I huffed. “Dah, all of that made me not want anything to do with my siblings, you included. You hate me, you must. So, now I can’t trust that you’ll keep Zariah safe.”
“Eh, you don’t understand Vassili. Knowing what happened to my mom, your mom, it all made me work at being Anatoly’s second.” Si
meon drank so much that it wetted down his chin and chest. “I should have noticed Danny and Grigor.”
“They ended up more fucked over than us, brat.” I shook my head. “She was so out of it when I choked her out that I had to remind her that I knew Anatoly raped your mother. Or maybe she had forgotten I was there. Maybe that bitch and Grigor thought they carried all this. The two of them... and it messed their brains over. Right before I killed her, Danny said she did this for you—for us!”
He roared. “She was so stupid, so fucked up. She was still our sister. Grigor . . . I didn’t watch him enough!”
My eyebrows came together. Simeon is the youngest, but at that moment, he felt like the oldest. I knew what he meant by ‘watch’ Grigor. Not because he worried the little bastard would be disloyal. Simeon, the one who loves blood, would’ve been there, I wasn’t. I muttered, “We didn’t, Simeon. Brat, we didn’t watch them enough.”
“They may have been stupid, incestuous creeps, but we gotta right these wrongs, brat. Anatoly’s abuse ruined them, Vassili,” Simeon slurred. “We have to vindicate Danny, Grigor, Sasha.” His eyes locked onto mine as he mentioned my sister’s name. At that second, I knew that Simeon had spent years under the devil’s rule to learn his ways. My calculating brat was a mastermind and more worthy to be king than all of us.
I pointed the neck of my Resnov Water at him and asked, “Sim, do you want the throne?”

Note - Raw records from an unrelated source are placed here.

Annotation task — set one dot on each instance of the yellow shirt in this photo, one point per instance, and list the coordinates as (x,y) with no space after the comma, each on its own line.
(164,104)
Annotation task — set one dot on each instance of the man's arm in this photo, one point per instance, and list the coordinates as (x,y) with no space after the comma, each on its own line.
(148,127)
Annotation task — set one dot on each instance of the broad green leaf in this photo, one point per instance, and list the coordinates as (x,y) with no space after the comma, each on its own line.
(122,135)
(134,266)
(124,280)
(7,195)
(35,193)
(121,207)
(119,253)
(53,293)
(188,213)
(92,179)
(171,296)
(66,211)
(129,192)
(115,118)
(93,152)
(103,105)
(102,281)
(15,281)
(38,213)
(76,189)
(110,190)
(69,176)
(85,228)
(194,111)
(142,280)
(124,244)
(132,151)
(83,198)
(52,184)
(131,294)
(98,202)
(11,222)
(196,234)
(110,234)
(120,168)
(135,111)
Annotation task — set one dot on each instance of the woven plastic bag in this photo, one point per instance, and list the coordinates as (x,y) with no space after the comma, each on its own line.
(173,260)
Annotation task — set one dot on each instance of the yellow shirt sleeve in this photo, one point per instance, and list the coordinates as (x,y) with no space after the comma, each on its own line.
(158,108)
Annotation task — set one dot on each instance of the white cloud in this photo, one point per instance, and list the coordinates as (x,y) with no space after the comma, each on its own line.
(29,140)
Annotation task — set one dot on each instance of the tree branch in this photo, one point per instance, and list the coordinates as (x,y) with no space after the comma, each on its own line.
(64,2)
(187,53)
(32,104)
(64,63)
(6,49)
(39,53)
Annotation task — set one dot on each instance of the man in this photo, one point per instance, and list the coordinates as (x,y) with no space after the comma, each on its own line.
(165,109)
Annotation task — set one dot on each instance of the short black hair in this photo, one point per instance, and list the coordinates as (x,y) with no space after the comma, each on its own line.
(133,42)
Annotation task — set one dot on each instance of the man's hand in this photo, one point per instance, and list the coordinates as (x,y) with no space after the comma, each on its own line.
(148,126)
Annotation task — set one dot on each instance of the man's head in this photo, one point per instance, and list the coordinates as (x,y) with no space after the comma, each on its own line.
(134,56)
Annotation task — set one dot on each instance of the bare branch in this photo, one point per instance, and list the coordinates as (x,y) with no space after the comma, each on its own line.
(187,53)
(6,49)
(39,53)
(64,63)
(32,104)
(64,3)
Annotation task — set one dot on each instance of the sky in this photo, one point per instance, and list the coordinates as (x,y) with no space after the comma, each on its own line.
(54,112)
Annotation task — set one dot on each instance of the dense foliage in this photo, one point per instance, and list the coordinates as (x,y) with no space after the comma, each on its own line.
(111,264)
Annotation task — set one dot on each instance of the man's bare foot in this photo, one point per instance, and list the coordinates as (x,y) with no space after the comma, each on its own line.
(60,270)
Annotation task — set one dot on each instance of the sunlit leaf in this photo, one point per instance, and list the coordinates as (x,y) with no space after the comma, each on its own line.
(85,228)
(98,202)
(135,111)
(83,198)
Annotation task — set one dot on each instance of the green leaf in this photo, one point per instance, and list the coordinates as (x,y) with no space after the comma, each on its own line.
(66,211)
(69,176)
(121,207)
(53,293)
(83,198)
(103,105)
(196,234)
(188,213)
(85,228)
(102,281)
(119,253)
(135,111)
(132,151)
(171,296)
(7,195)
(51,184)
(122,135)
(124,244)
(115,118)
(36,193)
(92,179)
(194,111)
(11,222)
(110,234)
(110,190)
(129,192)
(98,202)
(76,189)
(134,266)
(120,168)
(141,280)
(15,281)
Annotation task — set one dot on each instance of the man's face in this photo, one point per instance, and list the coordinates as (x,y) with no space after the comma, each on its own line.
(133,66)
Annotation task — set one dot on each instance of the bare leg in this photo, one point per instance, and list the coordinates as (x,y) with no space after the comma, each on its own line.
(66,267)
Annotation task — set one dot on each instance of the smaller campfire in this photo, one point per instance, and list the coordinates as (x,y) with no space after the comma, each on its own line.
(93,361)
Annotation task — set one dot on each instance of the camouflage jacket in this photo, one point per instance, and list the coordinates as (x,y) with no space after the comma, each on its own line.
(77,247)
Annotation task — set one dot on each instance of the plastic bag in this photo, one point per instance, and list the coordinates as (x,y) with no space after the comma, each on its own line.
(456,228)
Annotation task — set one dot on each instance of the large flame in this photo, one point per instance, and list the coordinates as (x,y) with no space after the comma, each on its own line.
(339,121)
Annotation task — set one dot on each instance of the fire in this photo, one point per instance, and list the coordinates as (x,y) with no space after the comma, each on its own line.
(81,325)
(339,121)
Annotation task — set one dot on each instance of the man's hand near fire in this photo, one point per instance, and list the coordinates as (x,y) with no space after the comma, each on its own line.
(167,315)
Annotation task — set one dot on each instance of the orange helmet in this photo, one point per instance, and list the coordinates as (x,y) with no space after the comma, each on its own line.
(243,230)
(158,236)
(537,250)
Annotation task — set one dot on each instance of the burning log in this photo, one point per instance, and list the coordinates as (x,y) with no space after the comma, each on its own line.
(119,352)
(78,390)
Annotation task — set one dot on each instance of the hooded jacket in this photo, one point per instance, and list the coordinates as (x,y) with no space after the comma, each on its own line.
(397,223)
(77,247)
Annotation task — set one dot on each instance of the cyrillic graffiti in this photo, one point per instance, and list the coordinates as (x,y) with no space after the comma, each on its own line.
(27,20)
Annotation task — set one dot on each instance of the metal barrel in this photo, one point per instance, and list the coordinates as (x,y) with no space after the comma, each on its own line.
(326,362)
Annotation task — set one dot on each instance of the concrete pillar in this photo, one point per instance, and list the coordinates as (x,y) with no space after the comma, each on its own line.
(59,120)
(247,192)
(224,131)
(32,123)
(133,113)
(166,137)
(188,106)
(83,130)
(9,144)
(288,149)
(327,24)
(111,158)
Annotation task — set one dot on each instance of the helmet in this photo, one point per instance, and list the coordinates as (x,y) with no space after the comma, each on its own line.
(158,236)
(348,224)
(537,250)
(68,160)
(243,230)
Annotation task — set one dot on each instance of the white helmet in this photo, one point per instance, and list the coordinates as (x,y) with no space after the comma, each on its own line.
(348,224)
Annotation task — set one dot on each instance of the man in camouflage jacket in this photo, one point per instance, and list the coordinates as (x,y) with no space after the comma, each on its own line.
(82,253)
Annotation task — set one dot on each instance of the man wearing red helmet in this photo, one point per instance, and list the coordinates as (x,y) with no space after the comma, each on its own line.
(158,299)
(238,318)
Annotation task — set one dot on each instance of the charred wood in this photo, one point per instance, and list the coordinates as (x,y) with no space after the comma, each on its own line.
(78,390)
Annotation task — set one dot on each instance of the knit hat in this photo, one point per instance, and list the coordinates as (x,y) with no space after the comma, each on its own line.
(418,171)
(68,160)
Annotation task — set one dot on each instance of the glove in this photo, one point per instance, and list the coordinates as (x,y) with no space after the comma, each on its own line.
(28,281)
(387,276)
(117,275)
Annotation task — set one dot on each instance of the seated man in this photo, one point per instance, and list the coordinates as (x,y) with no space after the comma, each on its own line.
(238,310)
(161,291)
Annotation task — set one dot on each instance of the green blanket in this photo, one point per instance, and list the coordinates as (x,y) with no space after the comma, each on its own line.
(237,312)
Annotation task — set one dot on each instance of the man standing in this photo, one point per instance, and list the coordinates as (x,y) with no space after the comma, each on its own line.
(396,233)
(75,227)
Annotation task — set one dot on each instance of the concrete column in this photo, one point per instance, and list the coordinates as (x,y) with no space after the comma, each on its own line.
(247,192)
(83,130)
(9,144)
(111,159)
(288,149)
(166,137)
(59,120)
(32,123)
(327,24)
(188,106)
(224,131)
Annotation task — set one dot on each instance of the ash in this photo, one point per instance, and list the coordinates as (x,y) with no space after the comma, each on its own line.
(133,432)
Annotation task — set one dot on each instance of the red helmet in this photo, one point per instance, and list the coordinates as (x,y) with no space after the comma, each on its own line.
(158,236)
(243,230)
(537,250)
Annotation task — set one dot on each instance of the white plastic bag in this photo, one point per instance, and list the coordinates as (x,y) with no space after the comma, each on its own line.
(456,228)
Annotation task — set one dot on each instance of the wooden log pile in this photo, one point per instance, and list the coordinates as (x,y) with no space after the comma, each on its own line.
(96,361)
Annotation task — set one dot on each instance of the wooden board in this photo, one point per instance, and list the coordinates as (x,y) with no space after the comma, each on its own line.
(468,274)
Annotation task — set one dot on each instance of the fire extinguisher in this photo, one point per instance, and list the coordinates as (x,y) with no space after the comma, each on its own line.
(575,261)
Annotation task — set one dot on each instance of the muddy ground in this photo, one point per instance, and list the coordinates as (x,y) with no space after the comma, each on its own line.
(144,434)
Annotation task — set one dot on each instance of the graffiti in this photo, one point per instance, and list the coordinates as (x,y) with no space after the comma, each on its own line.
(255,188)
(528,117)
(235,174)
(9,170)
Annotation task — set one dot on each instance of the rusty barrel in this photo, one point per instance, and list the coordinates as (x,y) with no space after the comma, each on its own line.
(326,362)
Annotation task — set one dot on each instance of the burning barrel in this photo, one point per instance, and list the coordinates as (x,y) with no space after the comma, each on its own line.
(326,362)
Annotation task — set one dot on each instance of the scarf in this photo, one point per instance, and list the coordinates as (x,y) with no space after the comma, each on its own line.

Like my father declared, there are two kings.
He isn’t one of them.
From the back of the room, Simeon holds two bottles of champagne in his hand. They are symbolic that our plans are in order. He shouts, “I’ve got you all covered.”
“Moy syn!” Our father accidentally slips with the truth. Over the years, I’ve always wondered why he didn’t just let Simeon rule alongside him. That would bring his dirty secret to ahead.
At my side, my father glances through the crowd at the young man he’s never claimed. The soldier that he could only ever be proud of and never give the crown to. The one who went above and beyond, while following his orders.